1. Komunikujemy się za dużo
Efektywność komunikacji nie rośnie proporcjonalnie do ilości wysyłanych komunikatów. Jeśli przekroczymy pewną częstotliwość, czyli po prostu będziemy wysyłać zbyt dużo wiadomości, to uzyskamy efekt odwrotny od zamierzonego. Zamiast zachęcić potencjalnych klientów do naszej oferty, bardziej zachęcimy ich do rezygnacji z subskrypcji lub zgłoszenia do spamu. W każdym bądź razie efekt będzie negatywny. Uwaga, którą poświęcają nam odbiorcy powinna być dla nas bardzo cenna i powinniśmy z niej korzystać przekazując tylko istotne dla nich informacje.

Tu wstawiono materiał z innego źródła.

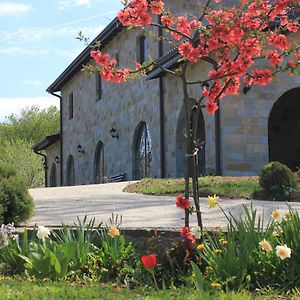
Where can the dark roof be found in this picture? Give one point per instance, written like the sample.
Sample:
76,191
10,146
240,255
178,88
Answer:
104,37
46,142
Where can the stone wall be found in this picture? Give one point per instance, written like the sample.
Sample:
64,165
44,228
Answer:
52,152
244,119
123,107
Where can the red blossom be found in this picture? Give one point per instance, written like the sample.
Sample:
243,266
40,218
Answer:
149,261
157,7
262,77
182,202
167,21
273,57
279,41
211,107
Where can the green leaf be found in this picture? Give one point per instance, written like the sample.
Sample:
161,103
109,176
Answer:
199,281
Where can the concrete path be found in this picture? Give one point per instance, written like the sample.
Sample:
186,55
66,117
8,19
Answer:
54,206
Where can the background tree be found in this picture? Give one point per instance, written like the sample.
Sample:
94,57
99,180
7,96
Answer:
19,133
32,124
231,40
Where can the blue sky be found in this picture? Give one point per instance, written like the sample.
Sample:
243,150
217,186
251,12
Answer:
37,42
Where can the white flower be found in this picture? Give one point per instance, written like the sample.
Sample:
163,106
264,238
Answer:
196,231
277,215
283,252
43,232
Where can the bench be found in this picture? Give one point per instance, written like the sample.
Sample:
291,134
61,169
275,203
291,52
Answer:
117,178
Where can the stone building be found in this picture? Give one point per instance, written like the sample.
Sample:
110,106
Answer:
136,127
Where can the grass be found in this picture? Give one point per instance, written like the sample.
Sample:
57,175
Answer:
18,289
231,187
226,187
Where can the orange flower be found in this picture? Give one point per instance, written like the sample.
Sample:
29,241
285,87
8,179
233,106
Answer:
201,247
215,284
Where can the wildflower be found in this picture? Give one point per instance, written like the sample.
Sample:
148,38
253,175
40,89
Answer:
42,232
212,201
265,245
215,284
277,215
200,246
287,216
283,252
149,261
184,231
196,231
181,202
113,231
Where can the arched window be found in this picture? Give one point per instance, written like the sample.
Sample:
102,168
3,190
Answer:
53,175
284,130
99,163
70,171
142,152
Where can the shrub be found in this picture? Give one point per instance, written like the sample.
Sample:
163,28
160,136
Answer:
277,180
16,204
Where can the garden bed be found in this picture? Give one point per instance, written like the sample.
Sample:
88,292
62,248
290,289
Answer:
19,289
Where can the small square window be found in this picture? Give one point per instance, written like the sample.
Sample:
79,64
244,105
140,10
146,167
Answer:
71,106
98,86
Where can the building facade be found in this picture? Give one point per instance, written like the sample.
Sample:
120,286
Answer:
137,127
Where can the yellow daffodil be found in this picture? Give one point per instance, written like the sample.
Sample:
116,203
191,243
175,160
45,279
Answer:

2. Nie komunikujemy się wcale
Przesada, w każdą stronę jest zła. Oczywiście bardzo dobrym podejściem jest mówienie tylko wtedy kiedy ma się coś wartościowego do powiedzania. Jednak nie powinno nas to blokować przed udostępnianiem informacji, których potrzebują konsumenci, mimo że o to wprost nie zapytali. Dzięki monitorowaniu i identyfikowaniu zachowania osób na stronie WWW (moduł SALESmanago) możemy dowiedzieć się czego potrzebują konsumenci i automatycznie im to wysłać lub pokazać. Konsumenci nie potrzebują samej relacji z nami, ich najbardziej interesują korzyści jakie ta relacja niesie ze sobą.

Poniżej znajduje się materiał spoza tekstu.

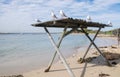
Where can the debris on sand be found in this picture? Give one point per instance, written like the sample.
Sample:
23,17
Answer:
103,75
13,76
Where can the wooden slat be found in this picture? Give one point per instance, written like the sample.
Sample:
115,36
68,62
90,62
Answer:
70,23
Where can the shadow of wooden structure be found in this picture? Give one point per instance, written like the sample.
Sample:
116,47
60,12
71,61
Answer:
74,25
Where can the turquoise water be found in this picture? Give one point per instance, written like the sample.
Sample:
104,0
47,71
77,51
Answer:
24,52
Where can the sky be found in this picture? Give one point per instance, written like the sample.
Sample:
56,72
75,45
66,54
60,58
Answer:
18,15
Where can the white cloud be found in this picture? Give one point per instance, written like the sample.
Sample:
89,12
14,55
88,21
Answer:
17,15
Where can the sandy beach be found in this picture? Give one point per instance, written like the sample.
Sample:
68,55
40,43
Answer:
96,67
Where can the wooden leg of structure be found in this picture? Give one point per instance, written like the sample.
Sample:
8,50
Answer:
58,45
90,46
95,46
60,54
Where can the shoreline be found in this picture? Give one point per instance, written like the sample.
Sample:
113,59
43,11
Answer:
93,69
76,54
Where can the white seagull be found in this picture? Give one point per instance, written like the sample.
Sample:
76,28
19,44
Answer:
109,23
88,18
37,20
62,14
53,15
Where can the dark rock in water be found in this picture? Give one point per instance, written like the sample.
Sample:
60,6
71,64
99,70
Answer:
103,75
13,76
114,63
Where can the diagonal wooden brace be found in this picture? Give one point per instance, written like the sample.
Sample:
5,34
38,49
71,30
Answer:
95,46
90,45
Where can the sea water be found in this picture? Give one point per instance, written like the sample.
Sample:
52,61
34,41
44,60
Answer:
25,52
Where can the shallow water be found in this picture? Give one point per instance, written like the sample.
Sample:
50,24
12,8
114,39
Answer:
24,52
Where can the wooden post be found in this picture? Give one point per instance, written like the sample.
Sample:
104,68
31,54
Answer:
58,45
59,53
90,45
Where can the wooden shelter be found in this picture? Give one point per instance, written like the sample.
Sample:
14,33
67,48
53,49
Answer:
74,25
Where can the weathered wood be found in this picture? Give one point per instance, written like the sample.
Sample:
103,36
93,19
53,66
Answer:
70,23
59,53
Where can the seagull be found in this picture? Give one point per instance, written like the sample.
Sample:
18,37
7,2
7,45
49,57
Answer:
53,15
62,14
37,20
109,23
88,18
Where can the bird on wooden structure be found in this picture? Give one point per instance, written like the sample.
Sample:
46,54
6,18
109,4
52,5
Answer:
63,14
109,23
37,20
88,18
53,15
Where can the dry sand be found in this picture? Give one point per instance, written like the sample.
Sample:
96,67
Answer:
94,68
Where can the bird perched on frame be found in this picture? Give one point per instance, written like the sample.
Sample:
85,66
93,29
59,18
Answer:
63,14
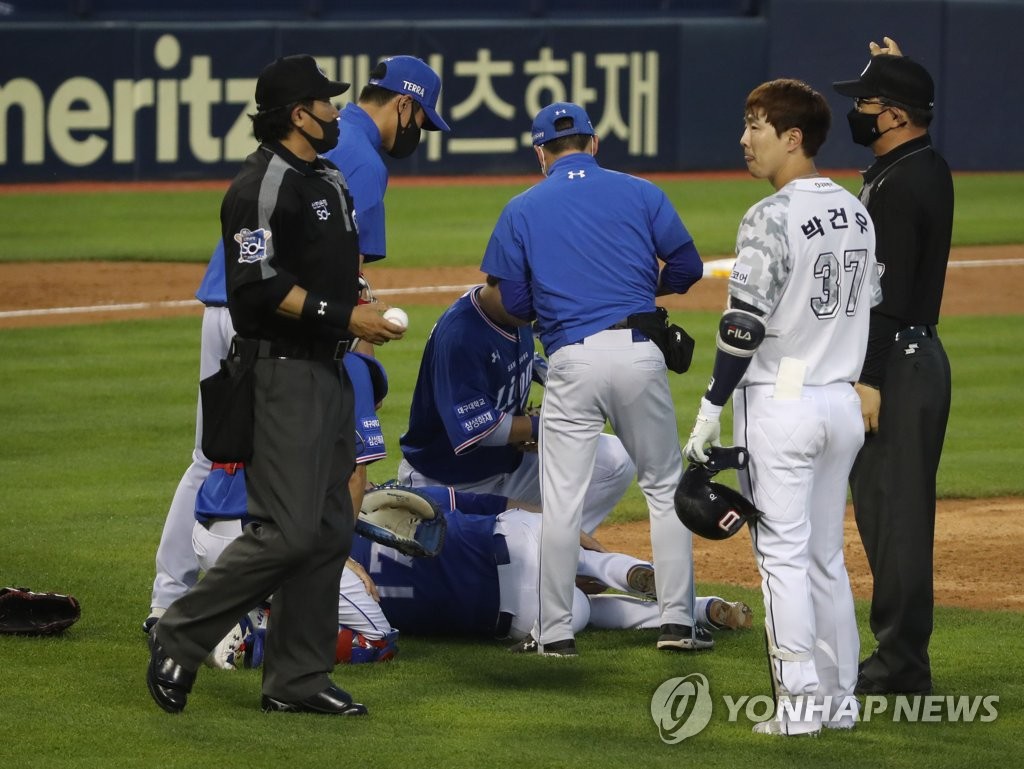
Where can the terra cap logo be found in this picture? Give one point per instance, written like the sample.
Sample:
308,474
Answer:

3. Skupiamy się na sobie zapominając o kliencie
Ludzie mają to do siebie, że w większości wypadków myślą głównie o sobie. To samo dotyczy konsumentów. Nikogo tak naprawdę nie interesuje jak wspaniały produkt oferujemy, dopóki sami nie zaczną go potrzebować i nie zauważą korzyści płynących z jego wykorzystania. Dlatego w komunikacji marketingowej powinniśmy skupić się na tym jakie problemy/potrzeby rozwiązuje lub zabezpiecza oferowany produkt i dlaczego konsument może go potrzebować. Fajnym pomysłem będzie postawienie się w roli kupującego i odpowiedzenie na proste pytanie: Po co miałbym kupić ten produkt? Budując komunikację wokół konsumenta łatwiej będzie nam do niego faktycznie dotrzeć i osiągnąć zamierzony cel – zakup.

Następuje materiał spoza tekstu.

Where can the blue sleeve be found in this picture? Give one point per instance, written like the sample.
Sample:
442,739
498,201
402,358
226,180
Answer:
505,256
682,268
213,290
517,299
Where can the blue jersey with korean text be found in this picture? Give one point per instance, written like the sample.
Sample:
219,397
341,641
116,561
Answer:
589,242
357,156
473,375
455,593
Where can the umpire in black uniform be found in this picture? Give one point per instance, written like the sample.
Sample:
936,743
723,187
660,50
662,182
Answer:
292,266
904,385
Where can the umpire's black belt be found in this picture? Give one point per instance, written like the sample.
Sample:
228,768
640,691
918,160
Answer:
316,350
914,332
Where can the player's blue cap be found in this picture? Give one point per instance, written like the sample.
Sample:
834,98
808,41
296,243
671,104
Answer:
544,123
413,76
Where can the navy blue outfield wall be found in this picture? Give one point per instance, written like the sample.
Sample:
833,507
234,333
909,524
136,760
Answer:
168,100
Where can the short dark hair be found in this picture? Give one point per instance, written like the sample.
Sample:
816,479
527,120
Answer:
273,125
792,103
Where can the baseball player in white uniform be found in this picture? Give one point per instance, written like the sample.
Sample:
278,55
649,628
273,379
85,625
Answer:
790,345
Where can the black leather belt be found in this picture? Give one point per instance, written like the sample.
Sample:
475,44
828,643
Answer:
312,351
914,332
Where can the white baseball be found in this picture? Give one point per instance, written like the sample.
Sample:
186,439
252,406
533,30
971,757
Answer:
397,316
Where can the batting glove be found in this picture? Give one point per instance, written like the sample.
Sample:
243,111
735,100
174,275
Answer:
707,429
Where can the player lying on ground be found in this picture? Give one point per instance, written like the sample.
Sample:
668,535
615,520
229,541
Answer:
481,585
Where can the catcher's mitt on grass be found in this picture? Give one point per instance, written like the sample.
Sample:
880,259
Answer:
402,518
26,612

4. Nie wyciągamy wniosków z dostępnych informacji
System Marketing Automation dostarcza nam sporo wartościowej wiedzy o potencjalnych i aktualnych klientach. Wiemy gdzie pozyskujemy kontakty, jakim działaniom marketingowym i sprzedażowym podlegają w procesie zakupowym. Znamy skuteczność praktycznie każdego elementu naszego procesu sprzedażowego i jego wpływ na efektywność sprzedaży. Zwracając uwagę na to kto i jak reaguje na otrzymywane wiadomości i co potem robi na stronie WWW, możemy dużo dokładniej docierać do indywidualnych osób z komunikatem dopasowanym specjalnie dla nich. Słuchając ich zachowania i reagując na jego zmiany nasz proces komunikacji, mimo że zautomatyzowany zaczyna przypominać prawdziwą rozmowę.
Podsumowując, największym błędem w komunikacji z konsumentami jest jej niedopasowanie na trzech podstawowych poziomach: treści, czasu i kanału komunikacji. Posiadamy dostęp do odpowiednich narzędzi i możemy bez trudu gromadzić odpowiednie informacje i automatycznie je wykorzystywać. Tylko od nas zależy, czy sięgniemy po lepszą skuteczniejszą komunikację i zwiększymy własną sprzedaż.